Elon Musk walks to attend the trial in his lawsuit over OpenAI for-profit conversion at a federal courthouse, in Oakland, California, on Apr. 29. Reuters-Yonhap
OAKLAND — A federal jury ruled Monday that Elon Musk waited too long to sue OpenAI and its co-founders, delivering a decisive victory to OpenAI CEO Sam Altman and ending one of Silicon Valley's most closely watched courtroom battles.
The jury in Oakland federal court found that Musk's claims against Altman, OpenAI President Greg Brockman, The OpenAI Foundation and Microsoft were barred by relevant statutes of limitations, rejecting the billionaire's core arguments.
Judge Yvonne Gonzalez Rogers, who had asked the jury to advise her on the matter, accepted and confirmed the verdict.
The three-week trial saw a parade of tech titans take the stand, with Musk arguing that OpenAI's pivot to a profit-driven business betrayed its original nonprofit mandate.
The outcome spares OpenAI from a potentially existential legal threat.
Had Musk prevailed, he was seeking to force the company to revert to its nonprofit structure — a move that would have derailed its planned IPO and unwound ties to major investors including Microsoft, Amazon and SoftBank, who have poured billions into the company amid the global AI race.

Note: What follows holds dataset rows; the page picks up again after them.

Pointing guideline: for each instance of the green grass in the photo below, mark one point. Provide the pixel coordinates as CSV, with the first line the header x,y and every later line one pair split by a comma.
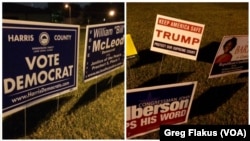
x,y
216,101
94,111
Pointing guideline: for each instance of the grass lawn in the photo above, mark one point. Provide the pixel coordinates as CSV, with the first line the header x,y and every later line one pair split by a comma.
x,y
94,111
219,101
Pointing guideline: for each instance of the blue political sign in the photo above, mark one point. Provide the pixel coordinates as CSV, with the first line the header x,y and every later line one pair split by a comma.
x,y
104,49
40,61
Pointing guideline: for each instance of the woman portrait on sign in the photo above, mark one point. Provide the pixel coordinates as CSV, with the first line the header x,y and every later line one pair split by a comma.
x,y
226,56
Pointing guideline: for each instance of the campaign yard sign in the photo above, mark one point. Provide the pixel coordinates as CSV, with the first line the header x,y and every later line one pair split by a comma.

Musk, the world's richest person, had sued OpenAI over its transformation from a scrappy nonprofit into the $850 billion juggernaut behind ChatGPT, claiming Altman and Brockman improperly used a $38 million donation he had intended to sustain OpenAI as a research lab devoted to developing AI for the benefit of humanity.
The jury first had to resolve a threshold issue: whether Musk, who filed suit in 2024 — four years after his last contribution — had done so within the statutory time limit.
It found he had not, ending the case before jurors could weigh the underlying merits.